Ürünlerimize baktığınız zaman bu 3 özelliği sağlayan ayrı ayrı boyalarımız zaten bulunuyordu. Bizler Nucleus’ta bunu tek bir ürün üzerinden gerçekleştirmiş olduk. Bahsettiğiniz gibi 4 yıllık bir Ar-Ge sürecinde Nucleus’u ortaya çıkardık. Bunu da yalnızca Türkiye’deki Ar-Ge’mizle değil, Japonya, Avustralya ve Çin Ar-Ge’si ile mümkün kıldık ve Türkiye'de ilk ve tek olan bir ürünü piyasaya sunmuş olduk.
Kısacası Frontier Polymer teknoloji sayesinde maksimum su iticilik ve maksimum nefes alma özelliklerini bir arada sunan Nucleus’u, kendi geliştirdiğimiz ve kendi ürettiğimiz, yüksek bağlayıcı sistemi sayesinde kendi kendini temizleyebilen, yani fotokatalitik özellik sağlayan ve yine Türkiye’de ilk ve tek olan yumuşak parlak dokuya sahip son kat dış cephe boyası olarak tüketicilerle buluşturduk. Yüksek UV direnci sayesinde, renklerin ve parlaklığın uzun yıllar kalıcı olmasını sağladığımız bu ürünümüz için de 10 yıllık bir garanti süremiz bulunuyor.
*Dış cephe ısı yalıtımı konusunda da çalıştığınızı biliyoruz... Sürdürülebilirlik kapsamında ısı yalıtımının faydalarını nasıl özetlersiniz?
Dalmaçyalı İleri Isı Yalıtım Sistemleri markamızla bu alanda varız. Böylece iklim krizini etkilerine karşı çözüm sunuyor ve etkileyen faktörleri de azaltıyoruz.
Enerji verimliliğini sağlamak ve sağlıklı yaşam alanlarına kavuşmak için ısı yalıtımı çok önemli. Türkiye’de son yıllarda bu konuda önemli yol aldık ancak almamız gereken daha çok yol var. Ülkemizdeki 25 milyona yakın konutun yüzde 70’inden fazlasında halen ısı yalıtımı yok. Isı yalıtımının faydalarını 4 maddede özetlemek gerekirse: Vatandaşlara faturalarından tasarruf ettiriyor, ülkemizin enerjiye bağlı cari açığını düşürüyor, karbon salımını düşürerek, çevreyi ve dünyayı koruyor, termal konfor sağlayarak sağlıklı ortamlarda yaşama imkânı sunuyor.

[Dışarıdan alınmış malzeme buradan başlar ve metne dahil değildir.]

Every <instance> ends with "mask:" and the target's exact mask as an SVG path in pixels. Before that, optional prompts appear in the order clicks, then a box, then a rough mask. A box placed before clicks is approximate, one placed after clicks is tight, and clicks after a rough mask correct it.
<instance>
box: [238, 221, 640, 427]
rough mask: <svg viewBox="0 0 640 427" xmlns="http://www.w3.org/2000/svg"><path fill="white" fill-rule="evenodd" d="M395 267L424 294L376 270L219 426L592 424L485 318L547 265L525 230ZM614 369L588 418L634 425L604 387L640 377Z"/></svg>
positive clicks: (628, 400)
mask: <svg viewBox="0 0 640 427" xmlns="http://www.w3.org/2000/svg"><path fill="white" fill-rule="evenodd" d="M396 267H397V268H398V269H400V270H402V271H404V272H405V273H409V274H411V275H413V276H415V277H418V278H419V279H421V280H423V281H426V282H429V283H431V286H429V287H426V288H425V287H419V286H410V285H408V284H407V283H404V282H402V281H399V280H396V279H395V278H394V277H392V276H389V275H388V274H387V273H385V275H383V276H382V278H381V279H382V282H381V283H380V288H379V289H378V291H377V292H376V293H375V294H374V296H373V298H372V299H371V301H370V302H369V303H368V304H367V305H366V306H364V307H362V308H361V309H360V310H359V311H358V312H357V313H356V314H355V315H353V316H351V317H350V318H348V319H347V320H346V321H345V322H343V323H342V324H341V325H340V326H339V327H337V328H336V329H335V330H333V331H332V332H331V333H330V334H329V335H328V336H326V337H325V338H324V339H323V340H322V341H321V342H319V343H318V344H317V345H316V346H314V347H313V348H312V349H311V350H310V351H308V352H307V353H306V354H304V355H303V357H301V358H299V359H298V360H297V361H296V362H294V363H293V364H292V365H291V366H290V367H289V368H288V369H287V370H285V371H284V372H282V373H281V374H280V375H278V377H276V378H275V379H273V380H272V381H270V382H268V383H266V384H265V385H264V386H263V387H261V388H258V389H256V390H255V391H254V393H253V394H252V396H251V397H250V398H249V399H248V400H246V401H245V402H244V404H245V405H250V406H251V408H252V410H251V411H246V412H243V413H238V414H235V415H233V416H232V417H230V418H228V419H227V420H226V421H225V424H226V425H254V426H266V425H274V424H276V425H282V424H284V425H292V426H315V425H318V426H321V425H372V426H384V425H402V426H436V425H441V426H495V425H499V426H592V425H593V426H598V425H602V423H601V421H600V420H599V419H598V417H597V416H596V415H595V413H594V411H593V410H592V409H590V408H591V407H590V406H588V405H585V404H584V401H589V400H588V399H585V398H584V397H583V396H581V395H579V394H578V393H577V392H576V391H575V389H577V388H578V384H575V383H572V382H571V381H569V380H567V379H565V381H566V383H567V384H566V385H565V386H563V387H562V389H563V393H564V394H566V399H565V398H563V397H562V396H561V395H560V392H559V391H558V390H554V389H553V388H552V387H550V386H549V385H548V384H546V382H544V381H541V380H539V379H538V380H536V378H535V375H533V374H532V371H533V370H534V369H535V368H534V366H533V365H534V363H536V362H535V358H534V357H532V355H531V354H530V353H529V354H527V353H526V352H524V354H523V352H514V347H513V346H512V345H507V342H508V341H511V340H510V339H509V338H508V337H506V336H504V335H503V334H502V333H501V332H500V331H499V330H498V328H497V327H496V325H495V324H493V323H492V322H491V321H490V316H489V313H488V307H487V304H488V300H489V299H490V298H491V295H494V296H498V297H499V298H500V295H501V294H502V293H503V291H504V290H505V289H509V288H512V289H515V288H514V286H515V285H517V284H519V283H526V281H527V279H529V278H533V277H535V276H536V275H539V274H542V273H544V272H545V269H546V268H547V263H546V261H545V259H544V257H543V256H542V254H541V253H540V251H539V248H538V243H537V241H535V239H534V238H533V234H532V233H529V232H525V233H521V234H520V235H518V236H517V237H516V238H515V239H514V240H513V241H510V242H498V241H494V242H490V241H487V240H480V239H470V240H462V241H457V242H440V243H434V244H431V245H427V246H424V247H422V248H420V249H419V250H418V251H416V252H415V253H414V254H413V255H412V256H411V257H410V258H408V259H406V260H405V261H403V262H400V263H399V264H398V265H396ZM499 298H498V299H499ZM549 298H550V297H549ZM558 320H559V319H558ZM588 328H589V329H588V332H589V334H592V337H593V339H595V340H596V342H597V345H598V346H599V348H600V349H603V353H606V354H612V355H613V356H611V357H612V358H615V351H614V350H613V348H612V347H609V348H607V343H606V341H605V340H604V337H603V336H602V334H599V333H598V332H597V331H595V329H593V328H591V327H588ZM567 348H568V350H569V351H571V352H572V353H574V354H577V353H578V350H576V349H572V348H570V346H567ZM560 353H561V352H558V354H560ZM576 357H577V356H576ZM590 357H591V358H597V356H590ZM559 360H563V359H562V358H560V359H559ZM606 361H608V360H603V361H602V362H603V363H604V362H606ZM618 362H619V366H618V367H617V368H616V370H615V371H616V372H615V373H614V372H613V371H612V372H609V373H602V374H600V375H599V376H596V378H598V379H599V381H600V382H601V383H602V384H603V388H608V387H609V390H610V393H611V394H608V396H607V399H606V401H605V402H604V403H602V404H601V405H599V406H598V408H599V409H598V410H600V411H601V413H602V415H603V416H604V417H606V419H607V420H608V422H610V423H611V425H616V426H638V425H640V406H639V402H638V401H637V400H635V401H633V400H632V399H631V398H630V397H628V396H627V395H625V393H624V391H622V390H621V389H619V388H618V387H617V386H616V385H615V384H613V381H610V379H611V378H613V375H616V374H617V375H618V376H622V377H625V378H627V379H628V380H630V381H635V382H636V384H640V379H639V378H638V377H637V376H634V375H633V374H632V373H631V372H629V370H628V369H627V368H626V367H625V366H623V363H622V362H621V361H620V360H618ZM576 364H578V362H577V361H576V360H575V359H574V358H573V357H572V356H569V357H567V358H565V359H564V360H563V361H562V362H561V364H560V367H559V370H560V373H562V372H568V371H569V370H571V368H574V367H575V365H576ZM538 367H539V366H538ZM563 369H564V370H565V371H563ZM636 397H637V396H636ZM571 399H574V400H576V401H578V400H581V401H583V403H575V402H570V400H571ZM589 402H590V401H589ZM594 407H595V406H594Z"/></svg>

Dış cephe ısı yalıtımı sürdürülebilirlik açısından çok önemli. Çünkü içinde yaşadığımız binalar, dünyada tüketilen enerjinin yüzde 33’ünü blok şekilde tüketiyor ve böylece dünyadaki en fazla enerji tüketen yapıların başında geliyor. Bu enerji tüketiminin de yüzde 80’ini ısıtma ve soğutma maksatlı tüketiyoruz. Dış cephe ısı yalıtım sistemli bir bina, bu enerji tüketimini yüzde 60’a kadar azaltabiliyor. Yani 100 birim harcadığınız bir enerjiyi 40 birime düşürecek kadar tasarruf yaptırmış olabiliyor.
'Dünya için iyi şirket’ olma hedefi
*Geçtiğimiz yıl başlatmış olduğunuz “Usta Evreni” sosyal sorumluluk projenizi de dinleyebilir miyiz?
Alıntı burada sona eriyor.